Brenda Frost

Striding across the Ellsworth Middle School parking lot, guidance counselor Brenda Frost doesn’t really strike you as a hero.She’s tall, pretty, with long legs and long, brown hair.

But there’s a lot of people like that.

What makes Brenda Frost different is her eyes.

“Oh, yeah,” one eighth grader told me after school last week. “Mrs. Frost has really smart eyes.”

“And they’re nice eyes, too,” another added.

“Like a puppy.”

“But a smart puppy.”

Right.

But there’s something focused in Brenda Frost’s eyes and that focus is what makes her much more than a puppy, and much closer to a hero.

This fall, when the orthodontist put my daughter’s top braces on, she was too terrified to get out of the car and go to school.
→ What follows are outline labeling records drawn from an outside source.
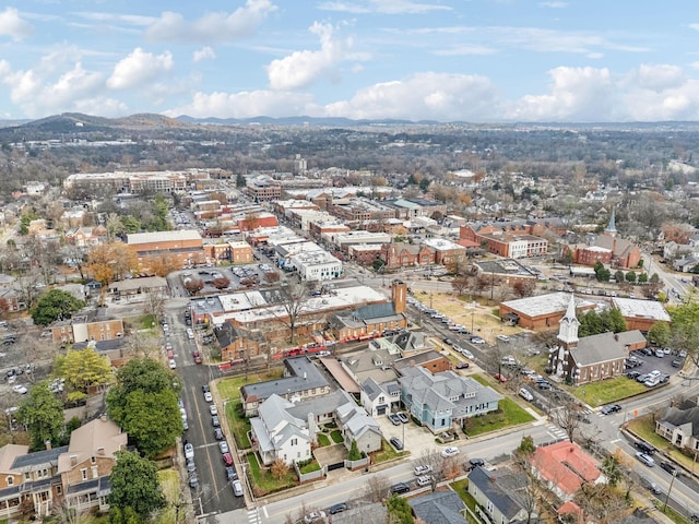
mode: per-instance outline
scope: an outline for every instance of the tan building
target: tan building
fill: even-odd
[[[177,260],[179,266],[205,262],[204,243],[194,229],[127,235],[127,245],[135,253],[139,264],[147,263],[147,257],[153,254],[166,254]]]
[[[114,341],[123,336],[123,322],[121,319],[97,320],[92,311],[56,322],[50,330],[51,341],[56,344]]]

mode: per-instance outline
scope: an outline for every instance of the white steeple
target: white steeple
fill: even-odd
[[[580,321],[576,317],[576,299],[573,294],[570,294],[570,302],[568,302],[568,310],[562,319],[560,319],[560,325],[558,327],[558,340],[567,345],[576,345],[578,343],[578,327]]]

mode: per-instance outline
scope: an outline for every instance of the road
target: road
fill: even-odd
[[[242,508],[245,501],[242,498],[234,497],[230,483],[226,479],[218,443],[213,434],[209,403],[205,402],[201,388],[214,379],[217,368],[194,364],[192,352],[197,344],[186,335],[183,308],[179,303],[180,301],[175,300],[167,305],[165,318],[168,321],[169,334],[166,341],[173,344],[177,372],[183,382],[181,396],[189,429],[185,431],[182,440],[188,440],[194,446],[194,463],[199,478],[199,487],[191,493],[194,513],[206,515],[233,511]],[[218,408],[224,410],[224,406]],[[183,474],[186,475],[186,472]]]

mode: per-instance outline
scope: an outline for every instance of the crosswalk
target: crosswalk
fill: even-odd
[[[559,428],[558,426],[556,426],[555,424],[547,424],[546,425],[546,432],[554,439],[554,440],[566,440],[568,438],[568,433],[566,432],[566,430]]]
“You look beautiful, sweetie,” I said.

She cried.

“Your teeth are going to be so amazing.”

She cried more.

We sat there. I held her hand.  Nothing I did convinced Em that it was okay. But Brenda came out of the school, strode towards her Subaru station wagon.  She was heading somewhere. She had the walk of a woman on a mission.

Then she saw Em in my car, all crumpled looking. She hurried over. She squatted down beside the passenger side of the car, reached through the open door and rubbed Em’s knee and called her “Sweetie.”

Brenda coaxed her out of the car, walked around the track with her, talking, telling her about when she got her own braces. She made Em feel better. She convinced Em to go inside the school. Then she told all Em’s teachers that Em probably wasn’t going to talk in class that day. Then she let Em eat lunch in her office because Em didn’t want to open her mouth and have people see the braces.

Brenda Frost did all that even though she was on her way somewhere else and by the end of the day Em was smiling.

It’s the sort of thing she does all time. She deals with traumas large and small. She’s in charge of the middle school’s civil rights team. One of the team’s goals is for people to respect other people, to help people to be kind.

Brenda’s not a flamboyant hero, and if you thank her for helping you or helping your child, she’ll merely wave the praise away.

“It’s my job,” she’ll say.

That’s what heroes do. They do their jobs. What makes it different is that heroes do more than their job. They go above. They go beyond. And, like Brenda Frost, they invest more than their time. They invest their hearts.